When the rains from Typhoon Ketsana first began, Mariecel, who was left physically disabled from polio miletis, wasn’t initially concerned, as heavy rains are normal for the rainy season.

But as the water began lapping over the steps to the family apartment, Mariecel began to worry.

“The rain fell heavily on the roof, and water began coming under the door,” she recalls. “Inch by inch, the floor continued to flood. It looked like a monster.”

As the water swirled around Mariecel in her wheelchair, she and husband, Francis, an amputee, realized the waters were becoming dangerous and that they would need help finding higher ground. Their next door neighbour had a second floor, high enough to provide refuge from the rising flood waters.

The water rapidly climbed to Mariecel’s waist. “All the things in the house were floating, including me!”

Their neighbors came to their aid, helping the whole family over their dividing wall and up to the second floor.

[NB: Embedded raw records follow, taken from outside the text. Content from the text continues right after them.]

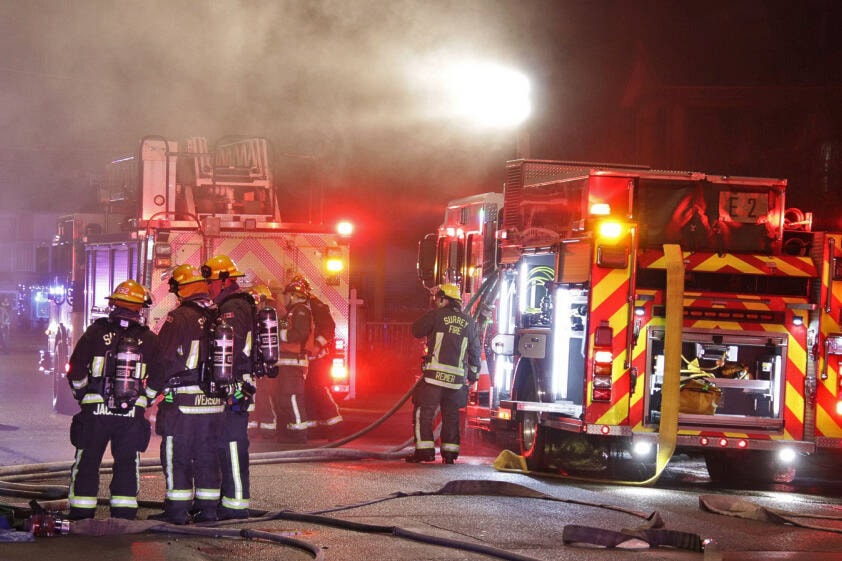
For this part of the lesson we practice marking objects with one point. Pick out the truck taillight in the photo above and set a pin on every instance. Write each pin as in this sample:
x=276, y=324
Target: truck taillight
x=612, y=250
x=601, y=388
x=603, y=359
x=338, y=368
x=333, y=265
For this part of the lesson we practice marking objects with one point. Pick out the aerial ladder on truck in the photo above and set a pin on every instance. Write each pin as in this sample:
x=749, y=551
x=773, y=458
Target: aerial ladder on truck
x=185, y=201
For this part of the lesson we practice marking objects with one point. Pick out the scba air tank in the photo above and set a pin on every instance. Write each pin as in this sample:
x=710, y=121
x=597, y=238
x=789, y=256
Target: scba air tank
x=127, y=375
x=223, y=354
x=267, y=333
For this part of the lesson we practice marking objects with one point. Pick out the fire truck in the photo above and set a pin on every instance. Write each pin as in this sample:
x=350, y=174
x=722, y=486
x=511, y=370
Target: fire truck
x=176, y=202
x=632, y=313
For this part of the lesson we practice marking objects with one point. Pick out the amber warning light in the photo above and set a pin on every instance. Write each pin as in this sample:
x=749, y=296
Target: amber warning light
x=344, y=228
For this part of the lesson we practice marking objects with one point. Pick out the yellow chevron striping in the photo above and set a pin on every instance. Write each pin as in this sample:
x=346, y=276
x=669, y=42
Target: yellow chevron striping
x=607, y=286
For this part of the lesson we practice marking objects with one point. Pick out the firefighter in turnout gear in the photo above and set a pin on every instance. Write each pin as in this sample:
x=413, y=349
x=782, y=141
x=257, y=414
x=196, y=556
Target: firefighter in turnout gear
x=237, y=308
x=264, y=423
x=106, y=372
x=189, y=418
x=452, y=362
x=321, y=407
x=295, y=329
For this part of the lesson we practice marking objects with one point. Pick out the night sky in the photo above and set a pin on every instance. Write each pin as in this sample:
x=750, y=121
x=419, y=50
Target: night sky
x=330, y=83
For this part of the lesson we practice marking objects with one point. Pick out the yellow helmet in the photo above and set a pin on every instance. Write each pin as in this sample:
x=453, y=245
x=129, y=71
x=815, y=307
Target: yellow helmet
x=132, y=292
x=298, y=285
x=184, y=274
x=449, y=290
x=220, y=267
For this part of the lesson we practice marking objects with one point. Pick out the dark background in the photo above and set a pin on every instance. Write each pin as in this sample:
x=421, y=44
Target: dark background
x=338, y=86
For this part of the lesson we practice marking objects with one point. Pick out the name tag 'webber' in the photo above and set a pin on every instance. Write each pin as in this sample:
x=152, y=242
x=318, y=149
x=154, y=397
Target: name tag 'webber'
x=203, y=400
x=446, y=378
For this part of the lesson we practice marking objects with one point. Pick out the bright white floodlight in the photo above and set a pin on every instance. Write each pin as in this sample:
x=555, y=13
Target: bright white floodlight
x=488, y=94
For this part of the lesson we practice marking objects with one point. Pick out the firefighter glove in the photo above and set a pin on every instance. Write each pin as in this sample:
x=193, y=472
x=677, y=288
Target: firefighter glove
x=242, y=398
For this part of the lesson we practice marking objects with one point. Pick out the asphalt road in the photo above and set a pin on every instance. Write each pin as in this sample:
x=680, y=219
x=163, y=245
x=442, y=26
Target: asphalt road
x=363, y=503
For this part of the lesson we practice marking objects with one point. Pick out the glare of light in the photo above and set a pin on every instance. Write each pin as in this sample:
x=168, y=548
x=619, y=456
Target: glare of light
x=610, y=230
x=786, y=455
x=600, y=209
x=487, y=94
x=345, y=228
x=334, y=265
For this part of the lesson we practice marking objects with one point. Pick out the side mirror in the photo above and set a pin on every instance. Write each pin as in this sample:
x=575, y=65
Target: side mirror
x=427, y=250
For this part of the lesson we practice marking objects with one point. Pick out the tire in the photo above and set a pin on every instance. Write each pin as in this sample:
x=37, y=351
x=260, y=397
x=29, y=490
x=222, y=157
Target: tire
x=63, y=401
x=532, y=437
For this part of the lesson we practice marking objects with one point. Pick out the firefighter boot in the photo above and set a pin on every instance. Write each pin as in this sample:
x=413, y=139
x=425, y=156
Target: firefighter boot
x=177, y=519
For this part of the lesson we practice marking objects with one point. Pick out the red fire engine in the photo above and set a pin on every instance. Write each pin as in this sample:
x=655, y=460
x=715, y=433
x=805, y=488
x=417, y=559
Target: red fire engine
x=630, y=313
x=182, y=202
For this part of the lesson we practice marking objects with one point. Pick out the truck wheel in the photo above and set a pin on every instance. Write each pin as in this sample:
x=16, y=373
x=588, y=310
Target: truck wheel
x=63, y=401
x=531, y=435
x=751, y=467
x=532, y=438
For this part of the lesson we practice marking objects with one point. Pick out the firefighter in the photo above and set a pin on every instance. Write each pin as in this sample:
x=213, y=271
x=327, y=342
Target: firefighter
x=189, y=418
x=321, y=407
x=453, y=358
x=106, y=374
x=295, y=329
x=237, y=308
x=5, y=324
x=264, y=423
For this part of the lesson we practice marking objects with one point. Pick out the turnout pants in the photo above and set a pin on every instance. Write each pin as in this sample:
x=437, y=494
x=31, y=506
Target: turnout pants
x=189, y=456
x=289, y=403
x=234, y=461
x=322, y=409
x=91, y=433
x=427, y=398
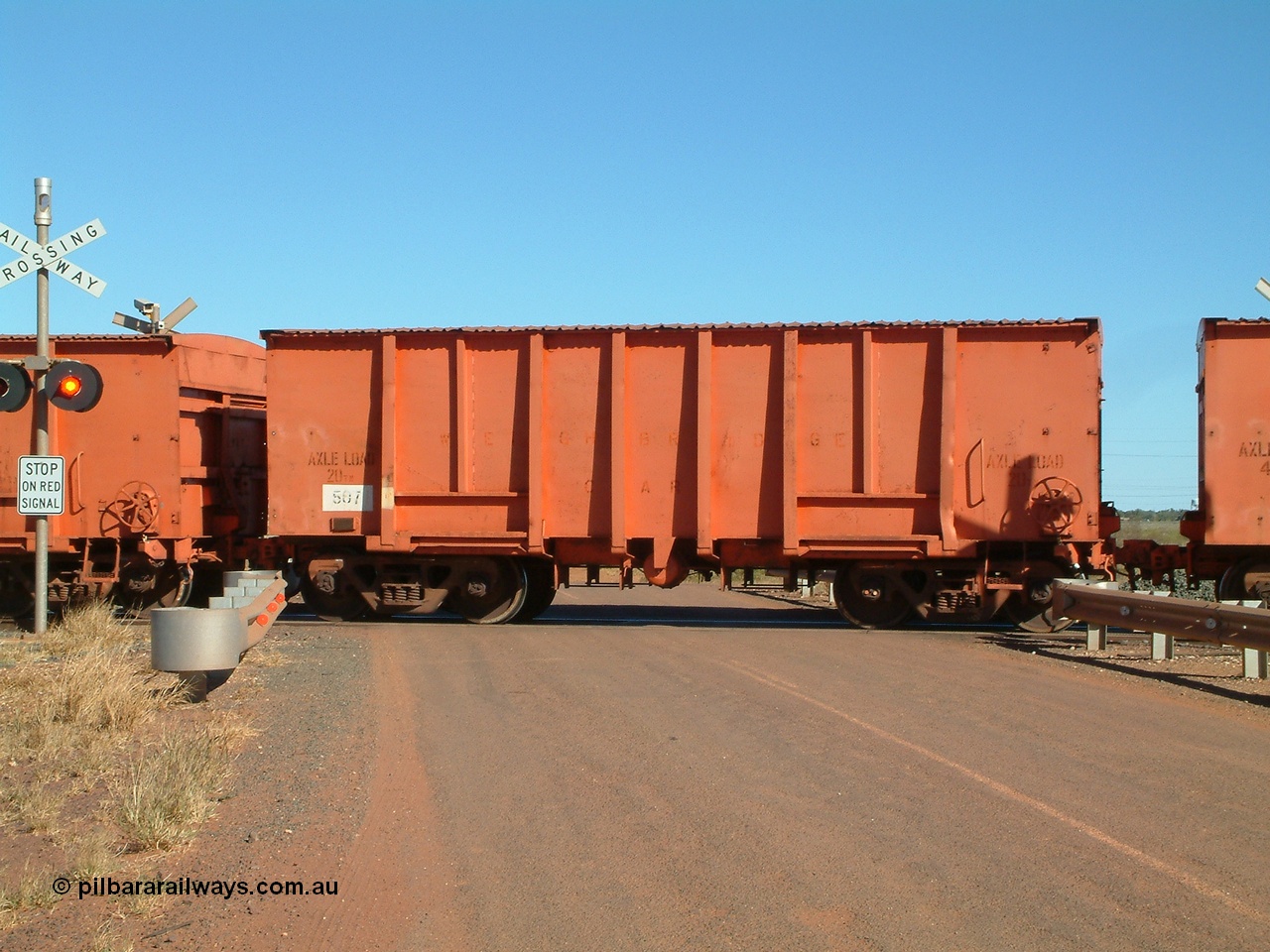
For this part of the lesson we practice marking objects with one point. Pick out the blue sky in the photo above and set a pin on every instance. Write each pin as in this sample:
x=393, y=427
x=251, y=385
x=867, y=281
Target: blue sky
x=376, y=164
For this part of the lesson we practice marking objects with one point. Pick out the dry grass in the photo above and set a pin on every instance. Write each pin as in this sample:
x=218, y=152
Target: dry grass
x=89, y=761
x=31, y=892
x=171, y=788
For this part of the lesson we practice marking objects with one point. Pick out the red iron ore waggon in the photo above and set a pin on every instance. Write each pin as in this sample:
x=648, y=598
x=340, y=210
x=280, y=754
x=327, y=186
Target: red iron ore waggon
x=1229, y=534
x=164, y=476
x=942, y=470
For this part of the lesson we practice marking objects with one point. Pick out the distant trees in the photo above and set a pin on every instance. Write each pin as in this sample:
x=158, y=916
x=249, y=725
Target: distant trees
x=1152, y=515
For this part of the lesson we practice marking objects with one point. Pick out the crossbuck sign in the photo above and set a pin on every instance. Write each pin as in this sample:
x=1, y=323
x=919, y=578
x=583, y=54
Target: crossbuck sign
x=51, y=255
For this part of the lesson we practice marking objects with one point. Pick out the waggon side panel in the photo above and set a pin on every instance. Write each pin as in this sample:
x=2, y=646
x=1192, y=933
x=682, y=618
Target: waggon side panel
x=153, y=431
x=1234, y=431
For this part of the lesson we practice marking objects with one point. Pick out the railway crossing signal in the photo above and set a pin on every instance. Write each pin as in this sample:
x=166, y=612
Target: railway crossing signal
x=36, y=255
x=67, y=385
x=72, y=386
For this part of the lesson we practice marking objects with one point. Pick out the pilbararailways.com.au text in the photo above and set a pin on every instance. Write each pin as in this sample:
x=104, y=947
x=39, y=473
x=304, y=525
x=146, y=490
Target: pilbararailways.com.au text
x=108, y=887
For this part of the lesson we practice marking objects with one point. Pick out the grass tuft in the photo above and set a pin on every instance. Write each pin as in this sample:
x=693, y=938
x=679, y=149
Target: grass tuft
x=172, y=787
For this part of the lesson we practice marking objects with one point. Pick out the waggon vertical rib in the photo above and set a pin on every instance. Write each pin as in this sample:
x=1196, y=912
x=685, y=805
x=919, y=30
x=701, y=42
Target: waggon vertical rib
x=705, y=438
x=462, y=419
x=535, y=439
x=388, y=440
x=617, y=442
x=867, y=438
x=948, y=439
x=789, y=434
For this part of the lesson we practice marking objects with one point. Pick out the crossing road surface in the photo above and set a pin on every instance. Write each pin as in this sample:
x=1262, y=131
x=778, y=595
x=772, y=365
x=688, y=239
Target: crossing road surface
x=721, y=772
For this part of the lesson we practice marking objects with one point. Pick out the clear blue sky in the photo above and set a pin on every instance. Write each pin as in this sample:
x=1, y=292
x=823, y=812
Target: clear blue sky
x=325, y=166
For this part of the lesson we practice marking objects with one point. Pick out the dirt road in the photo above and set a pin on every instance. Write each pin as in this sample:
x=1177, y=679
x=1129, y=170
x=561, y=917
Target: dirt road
x=716, y=772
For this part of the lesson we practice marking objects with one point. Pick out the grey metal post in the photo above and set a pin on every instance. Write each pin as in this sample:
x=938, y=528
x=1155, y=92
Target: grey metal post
x=44, y=218
x=1161, y=642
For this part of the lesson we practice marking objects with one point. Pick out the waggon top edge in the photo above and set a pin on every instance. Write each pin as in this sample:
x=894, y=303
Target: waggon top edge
x=1092, y=322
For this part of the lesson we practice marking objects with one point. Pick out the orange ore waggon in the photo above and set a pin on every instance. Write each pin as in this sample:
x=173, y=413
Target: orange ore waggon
x=948, y=471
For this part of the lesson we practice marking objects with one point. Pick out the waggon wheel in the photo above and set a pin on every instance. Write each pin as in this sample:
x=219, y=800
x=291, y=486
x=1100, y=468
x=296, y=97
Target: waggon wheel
x=490, y=590
x=1032, y=610
x=1242, y=579
x=541, y=593
x=867, y=599
x=327, y=593
x=16, y=592
x=176, y=587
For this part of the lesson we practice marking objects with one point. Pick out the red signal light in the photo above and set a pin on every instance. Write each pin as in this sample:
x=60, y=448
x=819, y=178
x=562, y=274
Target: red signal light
x=72, y=385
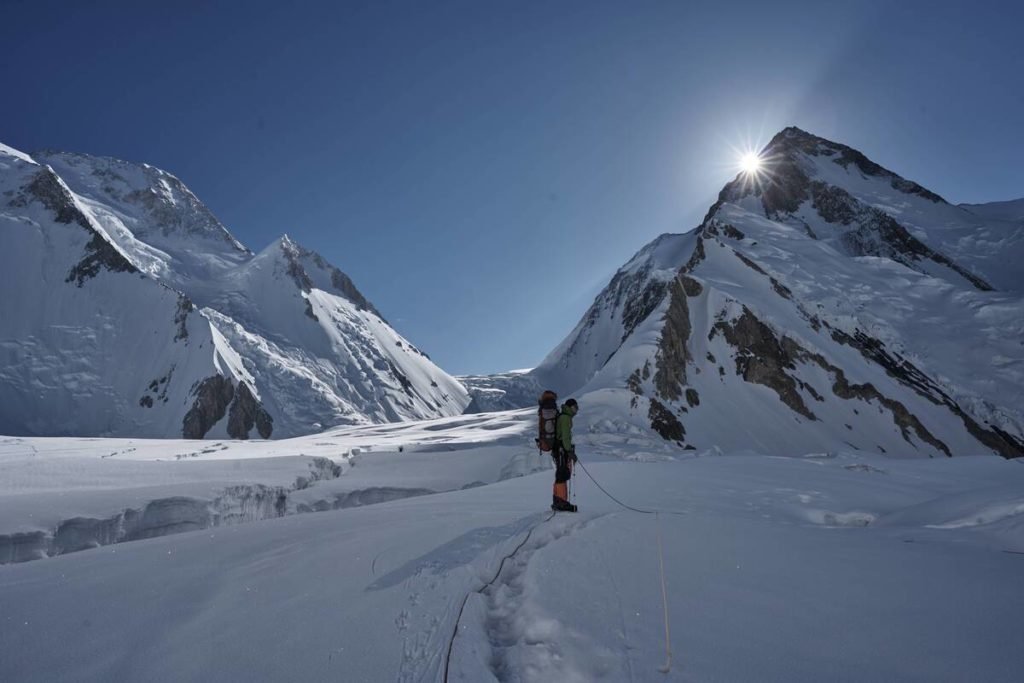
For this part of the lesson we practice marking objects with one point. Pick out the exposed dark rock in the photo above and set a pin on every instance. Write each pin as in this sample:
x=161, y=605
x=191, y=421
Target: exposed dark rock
x=866, y=392
x=834, y=204
x=779, y=288
x=99, y=254
x=673, y=354
x=691, y=287
x=732, y=231
x=665, y=423
x=795, y=138
x=213, y=395
x=339, y=281
x=784, y=188
x=695, y=258
x=749, y=262
x=902, y=417
x=184, y=307
x=245, y=413
x=634, y=384
x=402, y=380
x=879, y=233
x=48, y=190
x=637, y=308
x=309, y=311
x=762, y=358
x=295, y=269
x=909, y=375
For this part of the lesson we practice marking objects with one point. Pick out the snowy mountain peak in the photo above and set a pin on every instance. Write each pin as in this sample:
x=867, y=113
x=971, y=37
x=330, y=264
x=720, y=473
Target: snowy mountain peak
x=308, y=269
x=157, y=203
x=823, y=302
x=103, y=338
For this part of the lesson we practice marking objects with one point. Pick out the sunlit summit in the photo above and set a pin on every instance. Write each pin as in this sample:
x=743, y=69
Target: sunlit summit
x=750, y=163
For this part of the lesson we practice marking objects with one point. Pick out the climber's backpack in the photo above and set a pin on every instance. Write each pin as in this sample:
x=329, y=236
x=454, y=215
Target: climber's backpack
x=546, y=415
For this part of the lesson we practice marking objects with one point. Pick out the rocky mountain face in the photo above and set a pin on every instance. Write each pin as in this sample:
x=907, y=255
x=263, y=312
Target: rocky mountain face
x=129, y=310
x=823, y=303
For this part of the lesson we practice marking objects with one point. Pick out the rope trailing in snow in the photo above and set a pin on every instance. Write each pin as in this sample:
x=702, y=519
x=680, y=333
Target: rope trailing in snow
x=665, y=669
x=665, y=599
x=462, y=607
x=628, y=507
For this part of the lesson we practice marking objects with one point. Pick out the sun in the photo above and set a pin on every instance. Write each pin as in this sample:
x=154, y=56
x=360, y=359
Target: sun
x=750, y=163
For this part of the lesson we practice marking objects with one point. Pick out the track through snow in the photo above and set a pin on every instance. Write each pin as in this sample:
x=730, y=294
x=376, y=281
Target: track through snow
x=762, y=583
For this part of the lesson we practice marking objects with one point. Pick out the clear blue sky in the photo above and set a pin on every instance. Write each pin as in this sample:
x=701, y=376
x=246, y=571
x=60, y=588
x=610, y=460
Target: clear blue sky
x=480, y=169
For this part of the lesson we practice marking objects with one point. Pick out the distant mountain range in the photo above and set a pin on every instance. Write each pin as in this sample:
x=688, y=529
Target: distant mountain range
x=129, y=310
x=823, y=303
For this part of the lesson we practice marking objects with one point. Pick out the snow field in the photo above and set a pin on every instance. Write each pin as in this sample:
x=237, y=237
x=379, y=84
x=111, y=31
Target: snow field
x=836, y=566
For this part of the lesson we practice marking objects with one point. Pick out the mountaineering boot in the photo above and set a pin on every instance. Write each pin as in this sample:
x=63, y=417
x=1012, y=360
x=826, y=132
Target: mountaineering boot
x=561, y=505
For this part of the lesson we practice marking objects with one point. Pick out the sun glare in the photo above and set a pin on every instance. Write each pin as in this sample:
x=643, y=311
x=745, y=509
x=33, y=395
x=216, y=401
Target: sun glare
x=750, y=163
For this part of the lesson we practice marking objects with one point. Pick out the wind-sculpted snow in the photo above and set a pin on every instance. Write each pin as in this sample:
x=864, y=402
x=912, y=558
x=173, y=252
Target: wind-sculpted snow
x=826, y=565
x=280, y=343
x=62, y=496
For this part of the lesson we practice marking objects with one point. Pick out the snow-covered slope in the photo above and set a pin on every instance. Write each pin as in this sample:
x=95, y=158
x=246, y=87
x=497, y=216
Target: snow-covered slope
x=845, y=566
x=824, y=303
x=135, y=312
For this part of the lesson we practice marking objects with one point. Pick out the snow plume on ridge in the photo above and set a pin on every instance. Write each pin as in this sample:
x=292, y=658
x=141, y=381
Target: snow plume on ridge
x=821, y=304
x=137, y=313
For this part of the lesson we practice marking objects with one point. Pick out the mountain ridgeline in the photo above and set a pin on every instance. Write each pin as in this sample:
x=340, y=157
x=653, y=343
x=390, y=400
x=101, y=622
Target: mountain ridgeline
x=824, y=303
x=129, y=310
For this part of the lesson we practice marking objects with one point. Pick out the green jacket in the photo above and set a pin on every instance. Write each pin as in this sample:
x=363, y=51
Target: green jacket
x=563, y=430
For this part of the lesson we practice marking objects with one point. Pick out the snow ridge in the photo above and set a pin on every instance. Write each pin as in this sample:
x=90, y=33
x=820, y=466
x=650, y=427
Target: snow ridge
x=223, y=342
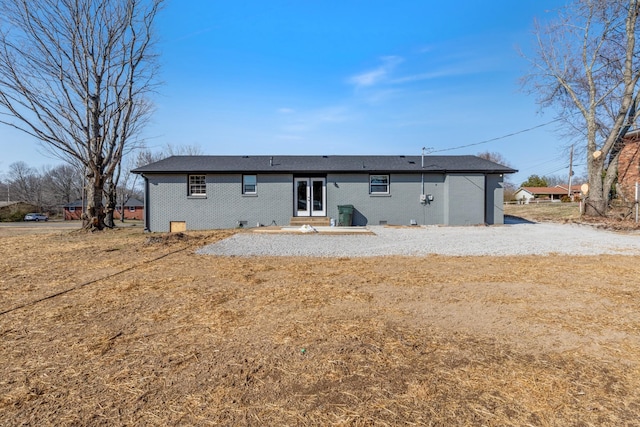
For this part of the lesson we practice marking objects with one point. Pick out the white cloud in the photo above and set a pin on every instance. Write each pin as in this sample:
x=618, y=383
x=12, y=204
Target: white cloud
x=377, y=75
x=314, y=120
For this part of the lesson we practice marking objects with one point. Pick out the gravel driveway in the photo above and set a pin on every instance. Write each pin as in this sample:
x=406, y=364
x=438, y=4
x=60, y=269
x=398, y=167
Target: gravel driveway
x=508, y=239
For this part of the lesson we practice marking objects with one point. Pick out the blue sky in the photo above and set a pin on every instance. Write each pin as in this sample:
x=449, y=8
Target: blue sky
x=345, y=77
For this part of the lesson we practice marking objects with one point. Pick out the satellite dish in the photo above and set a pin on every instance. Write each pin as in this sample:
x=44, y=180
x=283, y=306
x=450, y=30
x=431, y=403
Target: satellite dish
x=584, y=188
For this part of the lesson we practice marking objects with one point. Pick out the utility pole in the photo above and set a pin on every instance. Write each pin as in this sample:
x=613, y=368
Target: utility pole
x=570, y=172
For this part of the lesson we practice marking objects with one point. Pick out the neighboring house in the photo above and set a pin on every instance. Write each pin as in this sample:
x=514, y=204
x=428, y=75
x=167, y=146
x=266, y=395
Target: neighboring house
x=629, y=166
x=133, y=209
x=212, y=192
x=73, y=210
x=554, y=194
x=13, y=211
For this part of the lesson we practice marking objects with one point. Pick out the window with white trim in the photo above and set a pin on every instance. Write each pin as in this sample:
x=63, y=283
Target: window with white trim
x=249, y=184
x=197, y=185
x=379, y=184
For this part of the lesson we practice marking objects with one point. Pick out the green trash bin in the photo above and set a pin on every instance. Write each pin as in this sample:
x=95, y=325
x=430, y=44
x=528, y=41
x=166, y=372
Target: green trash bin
x=345, y=215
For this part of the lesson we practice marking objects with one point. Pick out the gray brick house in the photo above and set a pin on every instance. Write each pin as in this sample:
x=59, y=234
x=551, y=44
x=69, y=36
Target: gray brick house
x=209, y=192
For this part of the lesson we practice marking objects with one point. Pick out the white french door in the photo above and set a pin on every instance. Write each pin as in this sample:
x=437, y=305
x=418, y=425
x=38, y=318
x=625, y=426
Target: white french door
x=310, y=196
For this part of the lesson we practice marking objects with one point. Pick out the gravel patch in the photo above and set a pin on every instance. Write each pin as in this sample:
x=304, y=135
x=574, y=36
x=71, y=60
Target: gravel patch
x=503, y=240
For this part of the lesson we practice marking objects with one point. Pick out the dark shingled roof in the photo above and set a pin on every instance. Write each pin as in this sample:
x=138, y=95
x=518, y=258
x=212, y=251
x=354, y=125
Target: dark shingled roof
x=322, y=164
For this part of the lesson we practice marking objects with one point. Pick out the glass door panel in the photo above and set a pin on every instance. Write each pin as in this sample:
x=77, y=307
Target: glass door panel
x=310, y=196
x=302, y=196
x=318, y=197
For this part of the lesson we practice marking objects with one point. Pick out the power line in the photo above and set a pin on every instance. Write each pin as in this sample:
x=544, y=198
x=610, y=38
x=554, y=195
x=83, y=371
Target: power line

Within the 30 minutes it took the Candole family to get to their neighbour’s home, the water had reached Mariecel’s neck.

Clad only in wet clothes, with little food and no electricity to communicate, the Candole family waited out the storm at their neighbour’s, not knowing what was left of their home.

“To see the things we have accumulated over the years, everything lost…pictures, our clothes are gone. Our cabinet collapsed. I am very saddened. My child cannot understand what has happened.”

Mariecel appreciates that her neighbors, family and friends helped as best they could. But it was cbm’s emergency response team that provided her family with food and clothes to help her family start over again.

As an employee of the Tahanang Walang Hagdanan, a livelihood project supported by cbm which trains and supports people with a disability, Mariecel realizes that cbm’s support of people with disabilities has helped many people get through this crisis.

“We feel so blessed. Yet, we don’t feel our lives are back to normal yet. I am still disturbed. At least we’re alive. We are here with friends.”

Mariecel is thankful for the immediate relief, support and opportunity to work which provides her with security for her family.

“We believe that this is just a trial to be a better person. What has been lost is not important. Being attached to material things is not important. We survived and became closer to God.”